Emerging Historical Themes

At a time when tarred roads did not extend to Jan Jonker Road, or even the full eastern extent of old Gobabisweg, and when no one imagined Windhoek’s main street being named Sam Nujoma Drive, the City of Windhoek gave the Cathedral parish of Windhoek twelve hectares to establish a white, boys-only school.   Bishop Rudolph Koppmann approached the General Board of the CMI in Tilburg to run the school, Rome sanctioned the request and in 1962 the school was officially dedicated.  From these beginnings grew a school whose history has unfolded against a tapestry of enormous national, regional and international change.  St Paul’s has stayed the course and often set the pace for the last half a century.

Founded in Love

Caritate Fundati (Founded in Love) became the school’s motto and an integral part of the school’s philosophy from the beginning.  The missionaries were keen to open a school and hostel for white boys as they felt it would attract farmers’ children and allow them easier access to farm workers.
The first principal, Brother Ernestus Smulders was tragically killed in a car accident in 1964, but he had set the tone for the school to continue.  Brother Sebastianus van Seters, also a founder, is remembered by many for his involvement in swimming and his insistence on beautiful handwriting.  He left St Paul’s in 1994 to found a new school, St Boniface in Rundu, also known for its excellent academic record.

Do the Right Thing

Brother Hermenegildus Beris became principal in 1966 after Brothers Joseph Calasanctius and Immanuel filled the interregnum.  As head of the school till 1990, Brother Hermenegildus’ leadership was formative.  Brother administered, taught, elevated the academic profile of the College, coached the school band, developed sports codes and facilities such as a soccer field (digging up part of the vineyard), tennis and netball courts and saw the library’s collection of books grow.  Under his leadership, the school admitted its first students of colour in 1977, but as a non-racial school, St Paul’s was not allowed to compete with certain other schools and the Administration withdrew its financial subsidy.  “Though difficult in the beginning” Brother recalls, “in the end it paid off”.  It was a proud moment when the school band was asked to be a part of the independence celebrations and marched down newly named Independence Avenue.

Leader of the Pack

Chris Sexon became principal in 1991 and instigated the International General Certificate in Education (Cambridge IGCSE).  The Ministry had begun considering new educational syllabi and began a test run of the IGCSE in selected schools in 1992.  St Paul’s showed its homegrown talent could fare well against the rest of the world and set the bar for the rest of the country.  This was acknowledged by President Nujoma who spoke at the Thirtieth celebrations.

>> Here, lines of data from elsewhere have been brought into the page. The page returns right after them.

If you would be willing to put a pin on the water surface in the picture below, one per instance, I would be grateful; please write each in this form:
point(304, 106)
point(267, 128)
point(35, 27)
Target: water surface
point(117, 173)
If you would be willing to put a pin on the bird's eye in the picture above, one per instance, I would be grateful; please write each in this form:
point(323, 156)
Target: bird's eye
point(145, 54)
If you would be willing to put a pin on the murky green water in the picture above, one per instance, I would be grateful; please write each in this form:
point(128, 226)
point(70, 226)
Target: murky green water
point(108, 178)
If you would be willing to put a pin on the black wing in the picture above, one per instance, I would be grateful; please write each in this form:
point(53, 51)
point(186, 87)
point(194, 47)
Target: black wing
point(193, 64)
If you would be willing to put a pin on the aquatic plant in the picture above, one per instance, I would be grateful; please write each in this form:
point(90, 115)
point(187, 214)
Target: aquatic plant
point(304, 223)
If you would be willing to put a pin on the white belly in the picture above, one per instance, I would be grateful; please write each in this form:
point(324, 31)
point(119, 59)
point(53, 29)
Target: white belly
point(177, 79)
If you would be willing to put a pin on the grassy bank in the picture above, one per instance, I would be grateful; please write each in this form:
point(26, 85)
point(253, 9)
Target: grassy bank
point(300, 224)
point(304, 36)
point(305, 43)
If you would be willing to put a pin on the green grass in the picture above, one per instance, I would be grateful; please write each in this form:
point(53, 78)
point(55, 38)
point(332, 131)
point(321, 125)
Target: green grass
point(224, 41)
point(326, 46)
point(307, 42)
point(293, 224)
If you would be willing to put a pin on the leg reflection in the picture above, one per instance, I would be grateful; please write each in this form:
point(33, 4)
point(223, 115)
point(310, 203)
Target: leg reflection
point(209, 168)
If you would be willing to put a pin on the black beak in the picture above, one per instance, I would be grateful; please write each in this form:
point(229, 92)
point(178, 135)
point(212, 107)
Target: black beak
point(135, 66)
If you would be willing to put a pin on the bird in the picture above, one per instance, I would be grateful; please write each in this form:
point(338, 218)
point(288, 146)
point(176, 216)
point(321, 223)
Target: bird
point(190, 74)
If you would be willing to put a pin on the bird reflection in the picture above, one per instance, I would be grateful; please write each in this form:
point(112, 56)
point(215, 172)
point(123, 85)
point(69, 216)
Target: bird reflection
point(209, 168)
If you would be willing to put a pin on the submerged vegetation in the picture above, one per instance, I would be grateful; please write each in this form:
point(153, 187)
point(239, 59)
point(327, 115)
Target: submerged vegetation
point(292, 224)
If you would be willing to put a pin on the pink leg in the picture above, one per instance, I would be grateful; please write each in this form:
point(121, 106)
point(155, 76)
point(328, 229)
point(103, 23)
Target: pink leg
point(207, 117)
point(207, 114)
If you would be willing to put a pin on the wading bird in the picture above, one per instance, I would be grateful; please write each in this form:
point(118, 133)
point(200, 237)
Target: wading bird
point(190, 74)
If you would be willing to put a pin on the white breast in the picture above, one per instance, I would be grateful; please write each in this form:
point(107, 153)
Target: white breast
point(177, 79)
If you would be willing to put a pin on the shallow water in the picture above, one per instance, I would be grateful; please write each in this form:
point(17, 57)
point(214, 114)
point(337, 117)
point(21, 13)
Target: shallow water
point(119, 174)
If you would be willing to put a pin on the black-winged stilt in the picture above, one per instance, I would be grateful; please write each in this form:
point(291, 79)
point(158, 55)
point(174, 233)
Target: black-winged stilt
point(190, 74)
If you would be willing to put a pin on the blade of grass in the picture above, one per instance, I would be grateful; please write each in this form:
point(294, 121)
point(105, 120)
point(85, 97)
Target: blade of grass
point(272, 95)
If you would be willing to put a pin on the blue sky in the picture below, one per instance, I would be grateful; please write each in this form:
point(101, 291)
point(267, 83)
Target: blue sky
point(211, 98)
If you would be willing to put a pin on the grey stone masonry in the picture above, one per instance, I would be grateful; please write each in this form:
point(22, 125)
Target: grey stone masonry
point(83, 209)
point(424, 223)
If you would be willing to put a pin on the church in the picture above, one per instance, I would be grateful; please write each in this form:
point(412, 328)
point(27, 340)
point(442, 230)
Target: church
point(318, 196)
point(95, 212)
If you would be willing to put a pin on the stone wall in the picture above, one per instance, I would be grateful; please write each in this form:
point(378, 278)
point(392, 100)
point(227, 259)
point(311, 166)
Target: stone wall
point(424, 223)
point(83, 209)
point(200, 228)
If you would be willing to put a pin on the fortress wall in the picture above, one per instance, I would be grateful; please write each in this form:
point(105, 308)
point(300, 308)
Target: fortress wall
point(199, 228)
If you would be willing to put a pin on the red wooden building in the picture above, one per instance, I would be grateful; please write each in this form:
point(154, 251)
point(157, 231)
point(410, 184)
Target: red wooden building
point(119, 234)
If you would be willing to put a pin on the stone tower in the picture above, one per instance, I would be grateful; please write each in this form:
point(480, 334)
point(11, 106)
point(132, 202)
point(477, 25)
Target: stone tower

Mr Philip Hawke (1994 – 1997) continued on a much needed building development. The A-Level Centre, now a section of the Primary School was built, which gave parents the confidence of a desired school leaving certificate for their children. Parents of communities, who did not normally support the College, took an interest. The school now had 375 pupils.

Growth, Development and Extension

With Phil Hawke as principal and Gerry Hill as deputy from the end of 1992, St Paul’s saw a time of academic development and consolidation.  As more lay teachers were employed, school fees were increased, but nevertheless, the Advanced Level Programme was introduced, the new A Level Institute blessed, and the library injected with many new books bought from the proceeds of the Bazaar.  The Parent body, always important supporters, played a tremendous fundraising role at this time and with their financial help and Phil and Gerry’s input, extra-mural activities of all sorts, but especially cultural ones, flourished.  When Phil Hawke left St Paul’s, the new principal, Malcolm McArthur paid tribute saying “St Paul’s is a healthy, vibrant educational institution with a dedicated staff committed to bring out the best for each student”.  Others knew Phil as the “Headmaster who built”.

In Africa for Africa

Mr Malcolm McArthur was a much loved leader from 1998 – 2002. He was the “people’s” principal, who focused on the wellbeing of the person. He changed the old prefect system to an SMC body. Under his leadership the Primary School classes were moved to the renovated buildings in Jan Jonker Street, which were formerly accommodation for the ground staff. This was built with the help of donations.

Global teachers, Growing School

Mr Robert Church, a visionary, was principal from 2002 – 2013. The SMC Recreational Centre (Rec Centre) was built during his tenure, the buildings of which were soon sucked into the school as classrooms. In 2004 the St Paul’s College Primary School was extended downwards to incorporate Grades 1 – 4.
The first female principal was Dr Becky Ojo. Her interest and aspirations in politics soon obliged her to choose a career in politics. She was later the Deputy Minister of Higher Education.
That is when Mrs Ellen Gudde took over the leadership of the College. The responsibility for the top school in Namibia with over 600 pupils and 90 staff members weighed heavily. Together with dedicated staff and parents we weathered the storms of the challenges of building the Br Hermenegildus Higher Centre.
Today Mr Iain Guthrie is at the helm – and history will tell more about his tenure.